Quando você dolariza, esse dinheiro fluirá para o sistema, argumenta Zalles, e acalmará os temores de uma possível corrida aos bancos, semelhante ao que aconteceu no Equador no início de 2000, quando Zalles e outros dois economistas supervisionaram a transição de sucres para dólares.

É claro que o Equador tinha cerca de US$ 870 milhões em reservas em seu banco central na época, de acordo com dados compilados pela Bloomberg, em parte devido ao congelamento dos depósitos bancários nos meses anteriores, o que gerou ampla agitação. A dolarização rapidamente passou pelo congresso e foi promulgada em março daquele ano. Em poucos meses, o banco central comprou quase todos os sucres em circulação.

Conquistar o apoio político pode ser o maior desafio para Milei - um deputado de um mandato, outsider sem apoio partidário e poucos aliados no congresso.

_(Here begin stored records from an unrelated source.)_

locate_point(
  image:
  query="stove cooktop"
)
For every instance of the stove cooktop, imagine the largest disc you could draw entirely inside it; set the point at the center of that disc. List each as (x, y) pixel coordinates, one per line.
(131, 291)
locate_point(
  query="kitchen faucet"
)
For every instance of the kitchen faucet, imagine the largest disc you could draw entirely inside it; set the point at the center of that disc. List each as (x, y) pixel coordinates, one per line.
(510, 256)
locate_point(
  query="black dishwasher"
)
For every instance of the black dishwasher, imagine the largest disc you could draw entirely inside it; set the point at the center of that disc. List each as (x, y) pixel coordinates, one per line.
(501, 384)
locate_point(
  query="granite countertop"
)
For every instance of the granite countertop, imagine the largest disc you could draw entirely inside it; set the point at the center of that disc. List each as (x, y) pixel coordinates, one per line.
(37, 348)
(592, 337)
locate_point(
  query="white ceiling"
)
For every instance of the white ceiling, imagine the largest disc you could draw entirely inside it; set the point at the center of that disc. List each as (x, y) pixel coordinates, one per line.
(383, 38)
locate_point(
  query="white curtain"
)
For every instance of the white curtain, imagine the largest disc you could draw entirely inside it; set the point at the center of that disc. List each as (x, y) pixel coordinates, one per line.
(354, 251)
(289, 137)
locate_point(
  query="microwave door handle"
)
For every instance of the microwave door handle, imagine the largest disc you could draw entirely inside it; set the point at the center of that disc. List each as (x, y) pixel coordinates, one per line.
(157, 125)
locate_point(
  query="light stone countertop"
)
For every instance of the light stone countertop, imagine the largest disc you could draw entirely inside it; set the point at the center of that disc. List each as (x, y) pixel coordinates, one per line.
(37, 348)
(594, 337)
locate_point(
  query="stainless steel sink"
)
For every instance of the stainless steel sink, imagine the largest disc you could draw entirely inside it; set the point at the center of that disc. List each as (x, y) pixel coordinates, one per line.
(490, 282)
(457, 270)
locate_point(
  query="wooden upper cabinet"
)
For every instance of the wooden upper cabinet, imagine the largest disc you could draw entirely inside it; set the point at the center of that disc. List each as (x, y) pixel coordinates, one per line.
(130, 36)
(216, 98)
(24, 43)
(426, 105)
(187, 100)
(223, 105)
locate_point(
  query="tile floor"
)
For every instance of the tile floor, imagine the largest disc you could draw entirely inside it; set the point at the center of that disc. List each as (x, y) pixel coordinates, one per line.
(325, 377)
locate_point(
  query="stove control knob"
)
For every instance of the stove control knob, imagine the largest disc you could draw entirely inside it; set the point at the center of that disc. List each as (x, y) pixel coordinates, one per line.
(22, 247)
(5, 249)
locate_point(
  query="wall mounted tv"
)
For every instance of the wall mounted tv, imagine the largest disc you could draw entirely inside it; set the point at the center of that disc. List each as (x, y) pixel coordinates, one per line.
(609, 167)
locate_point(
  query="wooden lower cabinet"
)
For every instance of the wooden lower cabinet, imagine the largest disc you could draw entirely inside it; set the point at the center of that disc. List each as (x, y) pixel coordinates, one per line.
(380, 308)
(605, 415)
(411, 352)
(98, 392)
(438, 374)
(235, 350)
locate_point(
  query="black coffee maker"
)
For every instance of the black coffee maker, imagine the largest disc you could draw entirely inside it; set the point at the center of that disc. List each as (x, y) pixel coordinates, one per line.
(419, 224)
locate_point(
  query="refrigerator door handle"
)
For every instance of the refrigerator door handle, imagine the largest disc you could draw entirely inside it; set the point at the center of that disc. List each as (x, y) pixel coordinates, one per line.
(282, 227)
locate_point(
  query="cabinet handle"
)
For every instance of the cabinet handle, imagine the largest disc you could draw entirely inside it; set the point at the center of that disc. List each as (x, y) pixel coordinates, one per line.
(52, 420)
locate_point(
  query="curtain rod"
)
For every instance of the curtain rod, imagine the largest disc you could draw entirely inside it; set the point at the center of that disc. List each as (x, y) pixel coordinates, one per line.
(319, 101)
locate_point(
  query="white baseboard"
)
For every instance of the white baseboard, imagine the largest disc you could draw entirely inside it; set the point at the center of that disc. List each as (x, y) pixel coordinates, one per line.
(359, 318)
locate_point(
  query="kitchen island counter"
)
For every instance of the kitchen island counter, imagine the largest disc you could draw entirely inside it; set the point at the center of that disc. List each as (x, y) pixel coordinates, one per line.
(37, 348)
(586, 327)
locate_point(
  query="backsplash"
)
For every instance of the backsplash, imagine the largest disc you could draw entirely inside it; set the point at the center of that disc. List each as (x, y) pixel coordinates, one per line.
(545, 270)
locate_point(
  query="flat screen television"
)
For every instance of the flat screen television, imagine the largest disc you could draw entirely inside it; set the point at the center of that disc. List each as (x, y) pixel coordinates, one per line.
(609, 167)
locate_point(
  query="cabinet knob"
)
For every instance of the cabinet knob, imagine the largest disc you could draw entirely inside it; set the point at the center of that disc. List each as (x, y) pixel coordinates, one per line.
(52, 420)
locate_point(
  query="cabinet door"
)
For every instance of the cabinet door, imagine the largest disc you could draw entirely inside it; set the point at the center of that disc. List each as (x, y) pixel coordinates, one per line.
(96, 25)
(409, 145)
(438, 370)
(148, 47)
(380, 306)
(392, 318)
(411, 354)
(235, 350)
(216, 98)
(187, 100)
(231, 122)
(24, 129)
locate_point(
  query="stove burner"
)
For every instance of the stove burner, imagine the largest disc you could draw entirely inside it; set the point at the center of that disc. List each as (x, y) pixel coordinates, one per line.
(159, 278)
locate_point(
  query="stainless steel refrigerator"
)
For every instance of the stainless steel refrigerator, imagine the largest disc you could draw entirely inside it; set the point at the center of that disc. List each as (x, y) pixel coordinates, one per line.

“As pessoas têm que ser convencidas, você tem que ganhar isso”, disse Manuel Hinds, ex-ministro das Finanças de El Salvador e arquiteto do próprio plano de dolarização da nação. “Você está mexendo com as economias de todos, então tem que ser totalmente à prova de falhas.”

As coisas provavelmente vão piorar muito antes de melhorar. No Equador, o sucre perdeu cerca de um quarto de seu valor na semana anterior ao anúncio da dolarização. E embora os aumentos de preços ao consumidor tenham se estabilizado, o crescimento tem sido em grande parte em linha com a região. A dolarização não impediu o país de dar calote em sua dívida ou de recorrer ao Fundo Monetário Internacional, assim como a Argentina, diante de recorrentes turbulências políticas.

“Haverá a necessidade de uma política fiscal muito rigorosa e uma gestão muito, muito boa”, disse Domingo Cavallo, que orquestrou os sistemas de convertibilidade da Argentina na década de 1990, em uma entrevista para uma emissora local no domingo.

Esse experimento culminou em caos, com o país passando por cinco presidentes em duas semanas, em meio a saques em massa e tumultos, como resposta ao congelamento da maioria das contas bancárias e à redução de salários e pensões em uma tentativa desesperada de evitar o que se tornaria, na época, o maior calote soberano da história.

As estimativas de quanto tempo a Argentina teria que suportar esse processo doloroso variam. Zalles diz que aconteceria imediatamente - ser permitido comprar e vender em dólares se tornaria tão popular que seria difícil para o governo reverter o processo. Hinds sugeriu que “seria rápido” em seis meses. Cavallo disse entre 12 a 18 meses.

Mesmo otimista como é, Zalles diz que abandonar o peso não será uma solução milagrosa. Para que funcione, o governo precisará eliminar os controles de capital e reduzir os gastos, incluindo subsídios e auxílios estatais que governos de esquerda e direita resistiram em cortar.

“O desafio para a Argentina será se será capaz de fazer cortes profundos no orçamento fiscal”, ele disse. “Se Milei fizer isso, a dolarização será uma boa medida que controlará o déficit por meio do crescimento.”